Understandably many family's find it difficult to all eat together due to work/after school commitments etc while others find the idea of prizing their children away from the TV an overwhelming task, below is a list of helpful tips to get your family enjoying time together at the table.

 

If you don't have space for a dining table you could consider a folding option in your living room/hallway with folding chairs, or adding a breakfast bar to tight spaces with stools.

Eating outside together is also a great option for people in tight homes, you could nab a picnic bench at the park, or just throw down a blanket in your garden. If all else fails and you find yourself sat at the sofa, at least invest in some dinner trays and turn off the TV. 

Stay strong research shows that 21% of teenagers wish they had spent more family meal times together*

 

 

 

The best way to get kids away from games consoles and tv programs is to get them involved in the whole process.

 

Ask children to help with food preparation. It allows you to spend quality time with one another before the meal has begun, and research shows that children who help to prepare food are more likely to enjoy eating it.

Children as young as 2 can help with simple tasks like stirring sauces, ripping up herbs and washing salad leaves.

Older children aged 5-10 can do jobs like peeling vegetables, measuring liquids, cutting herbs and vegetables and grating cheese etc.

Teenagers are old enough to do tasks independently such as weighing and measuring, cutting vegetables, and making sauces.

 

Make children aware their contributions are valuable by thanking them and praising their efforts, they will feel encouraged and proud of the results which in turns makes them more likely to try what has been cooked.

 

Children of all ages can also take responsibility to set the dinner table, they can count how many knives, forks and spoons are needed. Carry plates (1 at a time for younger children) and bring over condiments. 

I always half fill a light plastic jug with water and ice then ask the children to pour everyone a glass.

Remember to thank the children from their help, these tasks are responsibilities for children to feel proud of, making them look forward to family meal times.

 

 

Meal times are a great opportunity to talk as a family.
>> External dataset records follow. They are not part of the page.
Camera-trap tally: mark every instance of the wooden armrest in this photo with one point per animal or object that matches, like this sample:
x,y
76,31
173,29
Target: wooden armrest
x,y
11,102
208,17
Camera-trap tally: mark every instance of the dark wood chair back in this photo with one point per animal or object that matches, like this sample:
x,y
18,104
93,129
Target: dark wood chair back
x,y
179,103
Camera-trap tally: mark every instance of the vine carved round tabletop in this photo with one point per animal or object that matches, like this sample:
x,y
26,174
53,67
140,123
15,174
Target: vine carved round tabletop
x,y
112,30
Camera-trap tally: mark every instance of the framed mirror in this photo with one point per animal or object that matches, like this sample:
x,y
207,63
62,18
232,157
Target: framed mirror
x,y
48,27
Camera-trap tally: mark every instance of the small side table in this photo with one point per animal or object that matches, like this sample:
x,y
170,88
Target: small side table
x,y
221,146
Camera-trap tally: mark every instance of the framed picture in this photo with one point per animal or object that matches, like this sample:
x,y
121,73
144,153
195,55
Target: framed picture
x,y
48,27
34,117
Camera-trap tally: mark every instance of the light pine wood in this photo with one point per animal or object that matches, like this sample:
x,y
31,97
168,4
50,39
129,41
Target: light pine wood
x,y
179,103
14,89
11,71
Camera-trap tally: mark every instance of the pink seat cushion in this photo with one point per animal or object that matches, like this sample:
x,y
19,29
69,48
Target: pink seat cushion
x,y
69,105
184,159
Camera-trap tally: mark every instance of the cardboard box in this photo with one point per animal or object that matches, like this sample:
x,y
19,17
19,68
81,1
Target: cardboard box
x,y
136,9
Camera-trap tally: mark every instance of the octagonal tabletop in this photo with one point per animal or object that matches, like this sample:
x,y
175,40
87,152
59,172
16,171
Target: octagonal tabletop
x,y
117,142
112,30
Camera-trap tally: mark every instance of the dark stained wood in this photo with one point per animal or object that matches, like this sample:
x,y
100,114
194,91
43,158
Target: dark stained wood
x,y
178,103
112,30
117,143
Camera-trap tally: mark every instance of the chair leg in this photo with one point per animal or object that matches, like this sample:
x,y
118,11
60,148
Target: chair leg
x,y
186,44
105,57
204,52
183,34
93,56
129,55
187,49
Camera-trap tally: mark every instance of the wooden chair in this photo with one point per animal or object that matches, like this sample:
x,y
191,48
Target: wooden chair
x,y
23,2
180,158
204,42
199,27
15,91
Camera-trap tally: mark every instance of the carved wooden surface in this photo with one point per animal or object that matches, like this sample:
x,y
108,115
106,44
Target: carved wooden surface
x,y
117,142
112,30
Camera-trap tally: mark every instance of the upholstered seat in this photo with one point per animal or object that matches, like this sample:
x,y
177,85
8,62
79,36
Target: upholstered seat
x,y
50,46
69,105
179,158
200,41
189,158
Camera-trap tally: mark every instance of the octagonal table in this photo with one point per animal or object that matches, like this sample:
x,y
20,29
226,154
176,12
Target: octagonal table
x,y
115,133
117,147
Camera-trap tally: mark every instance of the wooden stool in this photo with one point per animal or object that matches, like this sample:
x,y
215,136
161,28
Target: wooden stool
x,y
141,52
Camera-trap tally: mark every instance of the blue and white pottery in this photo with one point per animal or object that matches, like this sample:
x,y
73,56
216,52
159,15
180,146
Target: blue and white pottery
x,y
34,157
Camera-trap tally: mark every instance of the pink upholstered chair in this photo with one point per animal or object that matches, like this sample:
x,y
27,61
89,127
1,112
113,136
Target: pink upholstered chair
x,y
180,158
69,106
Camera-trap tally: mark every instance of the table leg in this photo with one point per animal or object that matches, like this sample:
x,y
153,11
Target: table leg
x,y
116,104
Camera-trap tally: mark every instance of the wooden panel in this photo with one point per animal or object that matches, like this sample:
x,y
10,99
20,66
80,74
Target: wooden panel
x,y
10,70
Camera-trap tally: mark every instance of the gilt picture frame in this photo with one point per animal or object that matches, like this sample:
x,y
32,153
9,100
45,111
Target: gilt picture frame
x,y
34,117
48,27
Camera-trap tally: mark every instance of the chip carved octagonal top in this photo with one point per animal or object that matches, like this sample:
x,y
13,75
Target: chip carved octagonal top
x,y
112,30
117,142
You could offer information about your own day first, rather than firing questions at the children, this may encourage them to offer similar information back.

If everyone is quiet why not try phrasing questions in new ways, instead of asking 'how was your day?' try asking 'who did the funniest thing in school today', or 'what was the kindest thing you did today'? Give examples from your own day that might entertain and surprise your children to get them started.

Some family's enjoy listening to music whilst eating which can also encourage conversation at the table. If you're eating pasta why not try some Italian music, or mariachi on Mexican night?

 

Try to remind children of good table manners throughout the meal, dont be too strict, just make sure to set a great example yourself and encourage them to follow suit. 

 

Inevitably someone will finish first and probably start asking to get down. Try to wait for everyone to finish their main before allowing anyone to start on dessert. You could fill this time with a game of charades, or by asking whoever has finished to offer more water, or put sauces away etc.

 

Although it might take a little while before everyone gets used to eating at the table try to persevere. That way having pizza and a movie is a special treat rather than the norm, and as few as 3 meals at the table a week can have a positive impact on children.

If this is hard in the early days try switching which meal you have at the table, it could be lunch at the weekend, or a breakfast in the mornings.

Sitting together to picnic/barbecue or in a restaurant all counts as well so get inventive!

When my children were younger (aged 3-5) and my husband worked evening I would throw the picnic blanket out in the lounge on raining days and get them to find their favourite cushion to sit on for an indoor adventure.

In winter I sometimes pitch our tent in the garden and we wrap up warm to drink soup and hot chocolates together on chilly evenings.